Die beliebtesten Formen bei Verlobungsringen

Genau wie bei der Suche nach der richtigen Person zum Heiraten kann die Suche nach dem perfekten Verlobungsring eine echte Herausforderung sein. Es gibt so viele verschiedene Formen, aus denen man wählen kann, und jede hat ihren ganz eigenen Charakter. Egal, ob du auf eine baldige Verlobung hoffst oder weit in die Zukunft denkst – es ist nie zu früh, sich nach seinem Traum-Verlobungsring umzuschauen.

Es empfiehlt sich, sich in diesem Zusammenhang auch gleich mit dem Ehering zu beschäftigen. Viele Bräute tragen später beide Ringe zusammen und die sollten dann natürlich harmonieren.

Auf der Suche nach dem Funkeln

Der Diamant ist das Herzstück eines edlen Verlobungsrings und wird durch durch weißes Material wie Silber oder Platin besonders gut ins Szene gesetzt, so die Experten der Trauringschmiede.

Diamanten unterscheiden sich in ihrem Schnitt, der Klarheit, Farbe und Gewicht (Karat). Der Schnitt ist die Form. Für maximale Lichtreflexion sollte er proportional und symmetrisch sein. Mit der Klarheit ist die Reinheit des Diamanten gemeint. Sie wird bei 10-facher Vergrößerung bestimmt. Absolut fehlerlose Diamanten sind äußerst selten und dementsprechend teuer. Aktuell geht der Trend daher zu Diamanten mit geringerer Klarheit, also solche mit sichtbaren Einschlüssen. Das können auch schwarze Diamanten sein.

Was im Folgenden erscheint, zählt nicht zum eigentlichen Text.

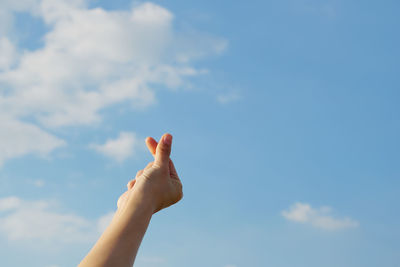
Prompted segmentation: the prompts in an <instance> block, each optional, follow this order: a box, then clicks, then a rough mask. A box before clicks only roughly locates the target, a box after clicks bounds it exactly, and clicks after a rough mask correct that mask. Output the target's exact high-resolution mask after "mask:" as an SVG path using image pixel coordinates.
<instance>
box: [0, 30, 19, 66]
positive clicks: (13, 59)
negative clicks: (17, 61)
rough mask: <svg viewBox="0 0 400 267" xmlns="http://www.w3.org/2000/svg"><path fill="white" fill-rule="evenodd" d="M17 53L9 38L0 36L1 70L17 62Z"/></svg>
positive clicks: (0, 62)
mask: <svg viewBox="0 0 400 267" xmlns="http://www.w3.org/2000/svg"><path fill="white" fill-rule="evenodd" d="M16 57H17V53H16V51H15V47H14V45H13V44H12V43H11V42H10V40H8V38H5V37H0V71H1V70H4V69H9V68H10V67H11V65H12V64H13V63H14V62H15V60H16Z"/></svg>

Die Farbe bezieht sich auf den natürlichen Farbton des Diamanten. Laut Tiffany haben viele Diamanten eine leichte gelbe oder braune Färbung. Es ist nicht überraschend, dass ein Diamant umso seltener und damit teurer ist, je näher er an farblos ist. Ein Karat, das oft mit der Größe des Diamanten in Verbindung gebracht wird, bezeichnet das Gewicht eines Diamanten. Größere Steine ​​sind von Natur aus schwerer, weshalb sie normalerweise mehr Karat haben. Das Karatgewicht allein bestimmt jedoch nicht den Geldwert eines Diamanten – er richtet sich auch nach den drei anderen Faktoren.

Runder vs. ovaler Diamant

Der Diamant allein macht aber keinen Ring. Du musst dich noch für eine Form entscheiden.

Runde Verlobungsringe sehen meist besonders prachtvoll aus, weil sie den Diamanten in den Mittelpunkt stellen. 60 Prozent aller Verlobungsringe haben diese Form. Sie glitzern und ziehen die Blicke auf sich. Ihre Brillanz (also das Funkeln) ist darauf zurückzuführen, dass die Facetten (die Einschnitte an der Unterseite des Steins) strategisch so platziert wurden, dass der Diamant möglichst viel Licht aufnehmen und reflektieren kann.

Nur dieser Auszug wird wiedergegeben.